Buying drive and still confused

I have a mybook 1112.  It has worked perfectly for 2 years!  I don’t think I ever installed smartware.  If I remenber correctly, I plugged the drive in, the virtual cd appeared.  It appears in finder and on the desktop.  I’ve ignored it ever since.  I simply went to disk utility and partitioned the disk the way I wanted it.  I’m not sure this cavalier approach will work in my current situation.

I’m thinking I want a mybook studio 4T but I think it comes as Mac formated Raid 0.  I think this means that when I do a write some data will go on one internal drive some on the other internal drive and I won’t know which drive it is on.  So if I want to replace one of the internal drives I won’t know what data is being removed.

In an earlier thread trythesefirst suggested that I could change the settings to JABOD (just a bunch of data) and then I would know where the data was being written.  Do I have to install smartware to change the settings? 

I don’t know that much about RAID. I think RAID 0 the data is written across both drives so it’s not on just one drive. RAID 1 the data is written to one drive and mirrored to the second. RAID 0 the drive capacity is the 2 drives add together so two 1T drives would be 2Ttotal. RAID 1 the two 1T drives are 1T. Does the studio come with the RAID manager in it’s software?

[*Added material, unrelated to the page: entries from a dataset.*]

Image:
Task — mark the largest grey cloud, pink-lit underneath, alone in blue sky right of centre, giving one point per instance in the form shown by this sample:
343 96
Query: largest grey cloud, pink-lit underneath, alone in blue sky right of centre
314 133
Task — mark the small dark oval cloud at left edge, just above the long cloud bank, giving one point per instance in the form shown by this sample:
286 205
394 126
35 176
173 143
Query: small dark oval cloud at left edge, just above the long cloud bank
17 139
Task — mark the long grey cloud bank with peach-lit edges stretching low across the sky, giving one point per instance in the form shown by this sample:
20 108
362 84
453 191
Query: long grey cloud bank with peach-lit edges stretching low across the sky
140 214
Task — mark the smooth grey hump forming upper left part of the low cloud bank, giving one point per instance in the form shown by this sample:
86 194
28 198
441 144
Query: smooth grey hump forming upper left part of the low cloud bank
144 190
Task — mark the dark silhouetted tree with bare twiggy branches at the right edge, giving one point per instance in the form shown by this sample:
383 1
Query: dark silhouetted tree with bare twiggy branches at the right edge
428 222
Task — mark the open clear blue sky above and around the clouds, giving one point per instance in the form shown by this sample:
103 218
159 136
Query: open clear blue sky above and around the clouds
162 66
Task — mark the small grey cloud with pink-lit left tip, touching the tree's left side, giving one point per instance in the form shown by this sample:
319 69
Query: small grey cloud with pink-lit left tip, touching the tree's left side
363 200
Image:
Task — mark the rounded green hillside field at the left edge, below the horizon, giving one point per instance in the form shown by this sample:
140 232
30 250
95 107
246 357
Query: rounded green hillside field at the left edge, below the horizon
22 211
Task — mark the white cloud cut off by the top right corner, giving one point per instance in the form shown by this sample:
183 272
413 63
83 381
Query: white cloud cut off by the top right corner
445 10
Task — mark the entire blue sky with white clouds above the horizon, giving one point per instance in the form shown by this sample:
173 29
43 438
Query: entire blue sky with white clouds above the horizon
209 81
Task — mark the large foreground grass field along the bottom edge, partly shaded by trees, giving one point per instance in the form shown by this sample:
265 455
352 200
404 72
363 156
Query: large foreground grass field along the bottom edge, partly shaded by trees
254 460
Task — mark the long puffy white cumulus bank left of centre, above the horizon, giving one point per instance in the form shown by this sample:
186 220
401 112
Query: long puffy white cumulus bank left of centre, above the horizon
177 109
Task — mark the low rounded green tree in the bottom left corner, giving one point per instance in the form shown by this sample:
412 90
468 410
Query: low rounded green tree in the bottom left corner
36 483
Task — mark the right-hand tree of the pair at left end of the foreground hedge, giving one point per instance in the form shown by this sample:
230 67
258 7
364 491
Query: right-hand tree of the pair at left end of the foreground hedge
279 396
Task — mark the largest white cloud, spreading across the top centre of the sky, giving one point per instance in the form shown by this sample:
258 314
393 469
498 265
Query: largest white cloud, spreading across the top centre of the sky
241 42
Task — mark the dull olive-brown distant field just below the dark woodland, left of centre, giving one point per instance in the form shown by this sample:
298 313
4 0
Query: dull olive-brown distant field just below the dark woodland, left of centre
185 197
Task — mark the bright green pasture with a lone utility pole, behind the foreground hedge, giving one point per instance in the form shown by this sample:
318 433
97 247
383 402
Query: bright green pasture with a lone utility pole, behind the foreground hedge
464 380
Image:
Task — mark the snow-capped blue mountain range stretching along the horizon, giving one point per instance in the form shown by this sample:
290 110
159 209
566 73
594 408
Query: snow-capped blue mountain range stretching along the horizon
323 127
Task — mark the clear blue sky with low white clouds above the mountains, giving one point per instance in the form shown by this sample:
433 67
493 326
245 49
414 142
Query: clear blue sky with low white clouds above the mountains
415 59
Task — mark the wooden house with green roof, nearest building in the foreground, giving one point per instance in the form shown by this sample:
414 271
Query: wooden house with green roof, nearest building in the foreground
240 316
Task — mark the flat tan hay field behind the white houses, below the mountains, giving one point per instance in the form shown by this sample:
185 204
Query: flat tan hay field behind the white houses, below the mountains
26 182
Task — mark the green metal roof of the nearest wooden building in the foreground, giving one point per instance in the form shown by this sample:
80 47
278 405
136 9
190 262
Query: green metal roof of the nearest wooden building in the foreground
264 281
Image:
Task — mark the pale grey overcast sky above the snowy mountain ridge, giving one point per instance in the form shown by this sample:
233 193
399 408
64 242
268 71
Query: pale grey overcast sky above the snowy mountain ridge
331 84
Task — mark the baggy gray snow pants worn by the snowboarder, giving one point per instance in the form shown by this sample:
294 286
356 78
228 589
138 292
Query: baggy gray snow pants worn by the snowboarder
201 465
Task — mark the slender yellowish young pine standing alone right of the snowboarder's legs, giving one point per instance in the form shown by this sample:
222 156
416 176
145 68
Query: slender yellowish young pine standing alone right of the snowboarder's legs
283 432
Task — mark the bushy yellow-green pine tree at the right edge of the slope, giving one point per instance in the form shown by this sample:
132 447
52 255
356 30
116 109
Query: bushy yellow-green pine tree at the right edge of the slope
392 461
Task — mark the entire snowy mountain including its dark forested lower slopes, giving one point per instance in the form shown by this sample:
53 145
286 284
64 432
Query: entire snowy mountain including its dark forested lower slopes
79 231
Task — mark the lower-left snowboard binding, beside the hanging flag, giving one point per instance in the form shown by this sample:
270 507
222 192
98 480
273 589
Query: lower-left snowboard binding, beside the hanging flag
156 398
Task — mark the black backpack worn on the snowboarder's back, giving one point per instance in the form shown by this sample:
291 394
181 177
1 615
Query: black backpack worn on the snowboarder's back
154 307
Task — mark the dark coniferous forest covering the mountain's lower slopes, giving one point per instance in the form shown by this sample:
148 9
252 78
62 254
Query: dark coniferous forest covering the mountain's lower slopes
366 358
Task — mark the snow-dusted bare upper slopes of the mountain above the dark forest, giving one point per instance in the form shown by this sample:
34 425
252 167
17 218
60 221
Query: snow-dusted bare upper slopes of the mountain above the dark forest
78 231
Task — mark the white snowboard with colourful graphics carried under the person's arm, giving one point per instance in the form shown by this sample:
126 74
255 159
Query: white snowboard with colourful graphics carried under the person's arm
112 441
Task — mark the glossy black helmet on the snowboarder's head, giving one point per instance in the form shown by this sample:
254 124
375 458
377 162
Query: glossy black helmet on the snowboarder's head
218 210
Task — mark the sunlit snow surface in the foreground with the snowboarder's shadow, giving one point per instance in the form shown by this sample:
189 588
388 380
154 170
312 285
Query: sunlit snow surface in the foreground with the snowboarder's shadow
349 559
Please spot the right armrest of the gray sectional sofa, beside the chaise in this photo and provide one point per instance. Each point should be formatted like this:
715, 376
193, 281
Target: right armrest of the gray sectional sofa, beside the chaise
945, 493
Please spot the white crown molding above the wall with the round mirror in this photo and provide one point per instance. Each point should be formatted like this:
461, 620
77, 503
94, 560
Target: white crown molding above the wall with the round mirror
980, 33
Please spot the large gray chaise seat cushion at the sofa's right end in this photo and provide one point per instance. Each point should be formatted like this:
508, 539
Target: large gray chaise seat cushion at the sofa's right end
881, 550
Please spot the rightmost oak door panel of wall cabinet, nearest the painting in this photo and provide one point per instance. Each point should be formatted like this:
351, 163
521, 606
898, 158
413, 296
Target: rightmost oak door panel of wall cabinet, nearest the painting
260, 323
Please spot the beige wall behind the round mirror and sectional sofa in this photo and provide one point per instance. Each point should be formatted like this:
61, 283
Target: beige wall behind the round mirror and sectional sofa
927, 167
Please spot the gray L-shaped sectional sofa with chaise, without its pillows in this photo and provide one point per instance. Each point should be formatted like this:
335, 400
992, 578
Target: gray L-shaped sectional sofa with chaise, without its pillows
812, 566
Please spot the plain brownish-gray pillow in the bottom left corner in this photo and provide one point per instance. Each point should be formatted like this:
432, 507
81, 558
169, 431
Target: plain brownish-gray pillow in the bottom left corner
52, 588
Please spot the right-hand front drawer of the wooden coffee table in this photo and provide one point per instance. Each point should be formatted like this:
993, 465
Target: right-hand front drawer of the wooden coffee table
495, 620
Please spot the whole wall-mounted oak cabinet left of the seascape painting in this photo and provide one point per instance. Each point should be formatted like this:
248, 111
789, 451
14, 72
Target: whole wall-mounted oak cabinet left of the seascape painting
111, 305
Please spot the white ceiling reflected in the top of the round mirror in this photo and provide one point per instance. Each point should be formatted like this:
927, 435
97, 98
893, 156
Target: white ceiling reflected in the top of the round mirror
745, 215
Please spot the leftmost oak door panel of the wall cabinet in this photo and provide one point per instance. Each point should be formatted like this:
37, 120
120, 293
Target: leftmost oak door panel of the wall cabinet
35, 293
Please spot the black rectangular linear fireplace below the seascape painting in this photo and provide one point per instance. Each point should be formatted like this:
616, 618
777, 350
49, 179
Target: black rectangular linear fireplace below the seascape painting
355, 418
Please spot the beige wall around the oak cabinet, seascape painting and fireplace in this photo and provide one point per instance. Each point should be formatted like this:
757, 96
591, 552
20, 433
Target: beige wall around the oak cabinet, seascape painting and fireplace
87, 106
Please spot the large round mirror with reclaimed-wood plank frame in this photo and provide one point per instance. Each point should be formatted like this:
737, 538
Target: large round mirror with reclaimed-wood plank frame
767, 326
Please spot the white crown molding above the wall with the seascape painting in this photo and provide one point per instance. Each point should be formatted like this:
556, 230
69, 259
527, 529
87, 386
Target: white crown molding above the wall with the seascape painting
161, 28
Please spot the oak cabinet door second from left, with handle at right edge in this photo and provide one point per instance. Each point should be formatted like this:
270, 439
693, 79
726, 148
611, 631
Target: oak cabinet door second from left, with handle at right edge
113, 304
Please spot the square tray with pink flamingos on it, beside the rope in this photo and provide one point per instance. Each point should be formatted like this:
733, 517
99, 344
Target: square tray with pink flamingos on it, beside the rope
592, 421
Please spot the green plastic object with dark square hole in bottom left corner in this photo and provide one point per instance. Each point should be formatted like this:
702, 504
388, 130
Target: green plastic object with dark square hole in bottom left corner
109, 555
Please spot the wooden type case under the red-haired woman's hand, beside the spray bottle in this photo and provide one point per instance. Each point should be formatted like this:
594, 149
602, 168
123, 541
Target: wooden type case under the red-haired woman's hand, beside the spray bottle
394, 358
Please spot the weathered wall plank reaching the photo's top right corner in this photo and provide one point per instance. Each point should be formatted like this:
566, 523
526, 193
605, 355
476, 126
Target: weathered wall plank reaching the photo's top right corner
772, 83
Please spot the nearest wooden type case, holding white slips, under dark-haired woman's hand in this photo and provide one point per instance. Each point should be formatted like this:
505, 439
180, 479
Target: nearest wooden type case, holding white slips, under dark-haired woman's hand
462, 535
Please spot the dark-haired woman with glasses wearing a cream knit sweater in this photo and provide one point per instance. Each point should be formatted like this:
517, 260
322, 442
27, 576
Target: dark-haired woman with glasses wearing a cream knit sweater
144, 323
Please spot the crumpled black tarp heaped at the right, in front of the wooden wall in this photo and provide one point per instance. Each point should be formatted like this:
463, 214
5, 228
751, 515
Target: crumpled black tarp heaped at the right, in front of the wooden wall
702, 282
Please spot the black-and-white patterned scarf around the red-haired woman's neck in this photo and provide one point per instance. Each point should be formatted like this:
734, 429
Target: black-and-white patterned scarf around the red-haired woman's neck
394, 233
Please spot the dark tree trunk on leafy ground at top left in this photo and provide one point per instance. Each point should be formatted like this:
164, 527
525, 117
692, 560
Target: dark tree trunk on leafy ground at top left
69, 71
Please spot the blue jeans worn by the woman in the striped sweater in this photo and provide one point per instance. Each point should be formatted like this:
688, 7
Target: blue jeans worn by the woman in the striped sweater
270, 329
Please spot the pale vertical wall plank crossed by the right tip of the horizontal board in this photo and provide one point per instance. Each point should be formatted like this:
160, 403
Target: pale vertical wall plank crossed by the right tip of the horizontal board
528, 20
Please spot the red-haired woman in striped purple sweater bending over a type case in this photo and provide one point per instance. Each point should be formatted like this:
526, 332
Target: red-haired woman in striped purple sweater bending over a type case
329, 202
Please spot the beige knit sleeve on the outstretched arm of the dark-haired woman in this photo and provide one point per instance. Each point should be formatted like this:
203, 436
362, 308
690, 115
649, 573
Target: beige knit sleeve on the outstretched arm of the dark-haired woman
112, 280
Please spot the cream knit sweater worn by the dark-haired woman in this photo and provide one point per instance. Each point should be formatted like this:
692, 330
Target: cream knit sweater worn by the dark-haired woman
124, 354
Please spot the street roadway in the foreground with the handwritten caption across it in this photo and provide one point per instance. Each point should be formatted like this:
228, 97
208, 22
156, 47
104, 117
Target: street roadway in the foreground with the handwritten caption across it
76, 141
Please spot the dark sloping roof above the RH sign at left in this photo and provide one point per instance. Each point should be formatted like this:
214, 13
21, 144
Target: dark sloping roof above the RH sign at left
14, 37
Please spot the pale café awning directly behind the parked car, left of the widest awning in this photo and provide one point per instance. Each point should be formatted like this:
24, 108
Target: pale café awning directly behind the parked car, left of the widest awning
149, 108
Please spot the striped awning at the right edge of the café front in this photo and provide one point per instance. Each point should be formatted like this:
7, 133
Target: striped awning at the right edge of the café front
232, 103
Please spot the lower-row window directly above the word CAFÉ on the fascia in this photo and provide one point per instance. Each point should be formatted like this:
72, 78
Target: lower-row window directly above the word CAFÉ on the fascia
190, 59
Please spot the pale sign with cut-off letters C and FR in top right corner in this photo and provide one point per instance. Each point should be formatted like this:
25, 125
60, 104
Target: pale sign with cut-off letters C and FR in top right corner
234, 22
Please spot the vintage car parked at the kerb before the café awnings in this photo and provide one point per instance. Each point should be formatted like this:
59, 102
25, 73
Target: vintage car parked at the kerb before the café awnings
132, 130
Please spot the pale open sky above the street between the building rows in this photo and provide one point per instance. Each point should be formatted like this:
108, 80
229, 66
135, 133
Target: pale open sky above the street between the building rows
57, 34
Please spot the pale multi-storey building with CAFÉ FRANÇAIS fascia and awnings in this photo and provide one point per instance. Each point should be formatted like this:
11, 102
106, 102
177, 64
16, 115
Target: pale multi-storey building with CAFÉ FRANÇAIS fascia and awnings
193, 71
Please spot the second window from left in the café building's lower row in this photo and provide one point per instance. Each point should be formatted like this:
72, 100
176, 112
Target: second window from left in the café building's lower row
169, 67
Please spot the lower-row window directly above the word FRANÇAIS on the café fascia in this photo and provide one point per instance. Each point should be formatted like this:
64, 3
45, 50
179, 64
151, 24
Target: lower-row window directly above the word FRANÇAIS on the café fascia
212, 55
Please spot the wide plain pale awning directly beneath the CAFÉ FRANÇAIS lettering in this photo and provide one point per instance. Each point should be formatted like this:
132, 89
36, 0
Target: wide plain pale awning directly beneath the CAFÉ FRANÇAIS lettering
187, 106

I’ve got an old MY Book Pro and you select the RAID configuration there when you setup the drive.

Joe

Joe:

Your understanding of RAID is the same as mine.  I see if I go to the Mac disk utility I can select 3 different RAID settings.  1. mirrored which is RAID1  2. stripped which is RAID0 and 3. concatenated disk which allows you to concatenate or combine several disks or paritions into one.  In Mac help they refer to the 3rd option as JBOD (just a bunch of disk).   If I start up disk utility with a mybook studio II 4T plugged in, is there any setting that allows me to see the 2 internal drives seperately?  My goal is to be able to replace the internal drives seperately without destroying data.

http://searchstorage.techtarget.com/definition/RAID just to give you an idea.

You can change the raid setting using the raid manager preinstalled in wd utilities I believe.